VI. Schluss: Reflexion: Persönliche Auswertung der Arbeit hinsichtlich des Erkenntnisgewinns und der methodischen Herausforderungen.
Schlüsselwörter
Turmbau zu Babel, Genesis 11, Exegese, Historisch-kritische Analyse, Religionsunterricht, Tun-Ergehen-Zusammenhang, Sprachverwirrung, Schinar, Zikkurat, Didaktik, Biblische Urgeschichte, Hermeneutik, Gottesbild.
Häufig gestellte Fragen
Worum geht es in dieser wissenschaftlichen Arbeit grundlegend?
Die Arbeit widmet sich einer exegetischen Untersuchung der Erzählung vom Turmbau zu Babel (Gen 11,1-9) und verknüpft diese mit einer fachdidaktischen Planung für den evangelischen Religionsunterricht.
Was sind die zentralen Themenfelder der Untersuchung?
Neben der philologischen und literarischen Textanalyse stehen die historisch-kritische Frage nach Ursprung und Redaktion des Textes sowie die Übertragung der theologischen Lehraussagen in den pädagogischen Kontext einer Förderschule im Fokus.
Was ist das primäre Ziel der wissenschaftlichen Analyse?

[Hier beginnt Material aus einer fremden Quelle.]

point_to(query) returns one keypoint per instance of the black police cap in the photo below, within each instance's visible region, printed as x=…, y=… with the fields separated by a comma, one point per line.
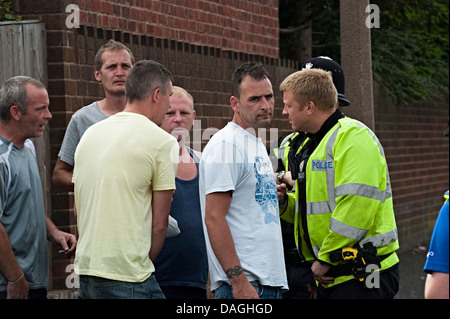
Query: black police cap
x=327, y=64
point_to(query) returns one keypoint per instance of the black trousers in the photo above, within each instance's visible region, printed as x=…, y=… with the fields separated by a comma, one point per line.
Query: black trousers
x=388, y=288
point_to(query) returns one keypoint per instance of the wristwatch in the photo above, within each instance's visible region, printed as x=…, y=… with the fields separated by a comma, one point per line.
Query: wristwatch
x=280, y=175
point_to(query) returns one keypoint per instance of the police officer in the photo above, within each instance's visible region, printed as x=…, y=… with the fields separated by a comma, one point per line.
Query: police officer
x=298, y=270
x=341, y=198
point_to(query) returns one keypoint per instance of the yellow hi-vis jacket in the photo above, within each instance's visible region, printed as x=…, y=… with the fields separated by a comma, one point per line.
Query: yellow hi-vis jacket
x=348, y=197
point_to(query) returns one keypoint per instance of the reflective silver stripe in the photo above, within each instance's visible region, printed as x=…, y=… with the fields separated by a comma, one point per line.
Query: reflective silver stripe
x=280, y=153
x=364, y=191
x=346, y=230
x=382, y=239
x=318, y=208
x=316, y=250
x=331, y=172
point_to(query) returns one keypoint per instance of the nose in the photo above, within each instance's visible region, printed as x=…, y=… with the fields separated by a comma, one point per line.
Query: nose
x=177, y=117
x=265, y=103
x=120, y=71
x=48, y=115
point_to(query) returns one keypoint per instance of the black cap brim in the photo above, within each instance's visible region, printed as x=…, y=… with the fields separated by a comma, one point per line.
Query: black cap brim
x=342, y=100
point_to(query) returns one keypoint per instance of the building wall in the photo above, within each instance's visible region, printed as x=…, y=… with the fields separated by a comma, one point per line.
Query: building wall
x=202, y=46
x=417, y=155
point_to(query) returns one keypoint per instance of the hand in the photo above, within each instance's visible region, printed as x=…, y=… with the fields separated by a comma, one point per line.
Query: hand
x=65, y=241
x=17, y=289
x=243, y=289
x=319, y=271
x=281, y=191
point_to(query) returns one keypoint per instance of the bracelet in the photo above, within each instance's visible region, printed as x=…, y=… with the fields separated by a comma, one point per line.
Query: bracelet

Das Ziel ist es, den Text durch wissenschaftliche Methoden von einer oberflächlichen Lesart zu lösen, tieferliegende theologisch-anthropologische Sinnzusammenhänge aufzudecken und für Schülerinnen und Schüler didaktisch nutzbar zu machen.
Welche wissenschaftlichen Methoden werden angewendet?
Es werden synchrone Methoden (literarische Analyse) mit diachronen Methoden (Traditions-, Literatur-, Form- und Redaktionskritik) kombiniert, um den Text umfassend zu erschließen.
Was wird im Hauptteil der Arbeit behandelt?
Der Hauptteil gliedert sich in eine detaillierte Auseinandersetzung mit der sprachlichen Gestalt des Textes, die historischen Entstehungsbedingungen und die Bedeutung der Erzählung im theologischen Kontext des Alten Testaments.
Welche Schlüsselbegriffe charakterisieren die Arbeit?
Die Arbeit wird maßgeblich durch Konzepte wie den Tun-Ergehen-Zusammenhang, die ätiologische Erzählform, die Problematik der Sprachverwirrung und die bewusste didaktische Reduktion für Schüler mit Förderbedarf charakterisiert.
Welchen Stellenwert nimmt die Didaktik in dieser Arbeit ein?
Die Arbeit betrachtet die biblische Erzählung nicht rein akademisch, sondern evaluiert deren Potenzial, moderne Themen wie Leistungsdruck, Gier und Anerkennung in einer Förderschulklasse zu bearbeiten.
Wie bewertet der Autor die Relevanz der historisch-kritischen Methode für die Praxis?
Obwohl die Exegese für das Verständnis der biblischen Texte als unabdingbar angesehen wird, reflektiert der Autor kritisch, dass der enorme zeitliche Aufwand dieser Methode im Alltag der Unterrichtsvorbereitung oft ausgeschöpft sein kann.